I thought the Sealcoat would pop the grain and deepen the contrast but it's failed completely to do that.


----------



## Unknowncraftsman (Jun 23, 2013)

Real shellac doesn't come in a can. I've been saying it for years the best shellac finish is multiple barely perceptible coats. 15 or more isn't uncommon fresh shellac dries very fast esp when it's super thin. It's sometimes called polish but it's really padded on. It will pop your joinery,grain and be very hard and durable. Much more then the can stuff .

















These are the two I keep on hand.
I forgot to add I think your shellac was drying in the air if that drawer was sprayed.

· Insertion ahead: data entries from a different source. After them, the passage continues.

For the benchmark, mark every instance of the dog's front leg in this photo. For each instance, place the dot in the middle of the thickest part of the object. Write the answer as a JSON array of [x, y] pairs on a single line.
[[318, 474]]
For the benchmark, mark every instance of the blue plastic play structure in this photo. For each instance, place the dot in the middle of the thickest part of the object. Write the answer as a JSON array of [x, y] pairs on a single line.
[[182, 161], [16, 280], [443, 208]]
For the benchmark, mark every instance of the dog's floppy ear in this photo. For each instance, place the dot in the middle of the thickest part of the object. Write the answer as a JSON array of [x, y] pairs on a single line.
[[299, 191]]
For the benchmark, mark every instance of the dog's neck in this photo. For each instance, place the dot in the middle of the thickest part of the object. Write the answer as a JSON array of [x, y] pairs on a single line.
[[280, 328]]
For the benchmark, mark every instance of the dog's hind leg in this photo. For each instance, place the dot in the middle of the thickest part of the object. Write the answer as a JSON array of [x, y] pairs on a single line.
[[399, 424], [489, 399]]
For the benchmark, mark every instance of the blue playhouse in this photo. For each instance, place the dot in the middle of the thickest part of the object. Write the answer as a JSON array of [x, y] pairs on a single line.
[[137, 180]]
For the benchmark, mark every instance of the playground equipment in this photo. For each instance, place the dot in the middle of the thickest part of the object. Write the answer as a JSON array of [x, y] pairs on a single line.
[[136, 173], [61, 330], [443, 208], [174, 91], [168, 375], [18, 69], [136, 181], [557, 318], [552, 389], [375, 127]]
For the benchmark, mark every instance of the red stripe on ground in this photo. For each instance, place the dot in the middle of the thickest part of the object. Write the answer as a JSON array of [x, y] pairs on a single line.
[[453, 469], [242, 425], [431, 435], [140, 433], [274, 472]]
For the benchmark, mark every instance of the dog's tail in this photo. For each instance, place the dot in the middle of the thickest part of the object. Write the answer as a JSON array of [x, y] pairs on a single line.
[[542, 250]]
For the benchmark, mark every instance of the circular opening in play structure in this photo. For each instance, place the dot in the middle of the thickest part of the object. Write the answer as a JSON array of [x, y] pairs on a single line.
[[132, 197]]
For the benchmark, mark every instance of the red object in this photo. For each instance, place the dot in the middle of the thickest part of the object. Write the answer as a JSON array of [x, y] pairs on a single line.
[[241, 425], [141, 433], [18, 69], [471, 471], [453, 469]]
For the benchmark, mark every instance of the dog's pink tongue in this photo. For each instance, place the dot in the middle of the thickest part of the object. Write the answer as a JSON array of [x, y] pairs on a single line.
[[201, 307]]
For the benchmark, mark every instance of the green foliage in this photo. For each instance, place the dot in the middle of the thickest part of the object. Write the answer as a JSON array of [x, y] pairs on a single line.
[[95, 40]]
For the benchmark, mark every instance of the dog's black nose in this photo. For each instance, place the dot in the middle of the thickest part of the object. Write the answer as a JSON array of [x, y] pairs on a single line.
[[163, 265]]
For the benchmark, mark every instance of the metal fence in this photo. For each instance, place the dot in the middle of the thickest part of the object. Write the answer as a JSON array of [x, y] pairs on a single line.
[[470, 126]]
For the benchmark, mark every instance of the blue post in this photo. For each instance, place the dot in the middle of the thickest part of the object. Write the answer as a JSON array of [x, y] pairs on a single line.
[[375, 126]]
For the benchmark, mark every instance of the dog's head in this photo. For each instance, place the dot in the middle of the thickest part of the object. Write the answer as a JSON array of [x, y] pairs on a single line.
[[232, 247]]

You could always wipe it down with a little alcohol denatured. Too give it some life. 
Good Luck


----------



## RichT (Oct 14, 2016)

.


----------



## Lovegasoline (Apr 18, 2018)

I'm not using Shellac as a finish, fine or otherwise (except for a final finish on drawers for another item which straddles the line between fine and utilitarian furniture … the fronts on the latter will receive a different top coat. This was all explained clearly in my post).

If you read through my OP, General Finishes Waterbase Top Coat is the *finish*.
The shellac Sealcoat is being used as … a sealcoat. To handle the grain raise and to add some grain pop (the latter which it has failed to do), maybe a touch of color (although that looks to be minimal) for use under a water white H20 finish.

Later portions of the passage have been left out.